My Lords, my remarks fit between those of the noble Lords, Lord Trimble and Lord Desai.
The Palestinian situation needs to be redefined, if it is to be resolved. The people of historic Palestine have been saddled with the most intense and long-standing stream of emotional and political support, more than any refugee community has received in modern times. Such support, however, has been deluding the Palestinian people and kept them from facing a painful reality—an impossible dream. Their country and homes in Palestine have been permanently lost. Others forced to accept the stark reality of permanent displacement have ultimately been able to move forward with their lives, because they were allowed to settle as full citizens in adopted countries. Not so Palestinians—more than often they are treated as second-class citizens, with little or no civil rights.
The Palestine tragedy has played into the hands of some with the displacement, the Nakba, becoming a cause célèbre for Arabs and Muslims without sufficient support in practical terms. The Israelis have understood all this, and so was created the Palestinian Authority, which has done little more than legitimise de facto Israeli occupation of the West Bank and Gaza. This illusion of return maintained by the Palestinian leadership has achieved the net result of perpetuating the misery for the Palestinian people, who have never given up the powerful emotion of hope. Some would say that this illusion of return has provided a powerful excuse to avoid integrating the Palestinian refugees as full citizens—the excuse being that the never-to-be-fulfilled dream of eventual return to Palestine, and being given citizenship, technically undermined their right of return to Palestine and so should be denied them.

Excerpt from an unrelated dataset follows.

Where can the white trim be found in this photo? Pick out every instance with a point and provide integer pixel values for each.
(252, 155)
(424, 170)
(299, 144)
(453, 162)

This humiliation tears at the heart of all Palestinians, who care more vehemently about this than any issue in their lives. I combine my remarks on the impossibility of ownership of ancestral land with the critical need to have a legal identity—citizenship with full rights that would allow a person to operate productively in the modern world. This means having a passport and legal residency enabling them to live, work and travel, such as those of a citizen of any respected state.
Why might the time be arriving when Palestinians might consider the painful reality? The first generation, which lived through the Nakba, has now passed. Subsequent Palestinians have endured years of suffering, having grown up in refugee camps with minimal education, training or work opportunities. As things stand, there is no viable future for them or their children. What is required is a collective decision of the Palestinians, but only by those Palestinians who have no nationality, since they are the only ones paying the price. A referendum of all stateless Palestinians should take place on the single question of right of return and claims to Jerusalem in return for nationality and a homeland. Israel should proactively adopt and drive this catalyst for change. It holds the cards and is the only player with the hard power to effect change on the ground.
Rejectionists might resort to terrorism, but the Palestinian people who will have voted will have an enormous stake in its success. Their will would prevail in creating a foundation block in rebuilding a secure and prosperous Levant—failing which, a son of ISIS could become the future of the region. The sensitivity of return must be balanced with the prospect of life in dignity for their children and their children’s children.
Step forward King Abdullah. The time has arrived for the people to decide. Give them the hope they cherish. Let this become a defining moment, a time of partnership, allowing Israel to redefine its contribution to the Arab world.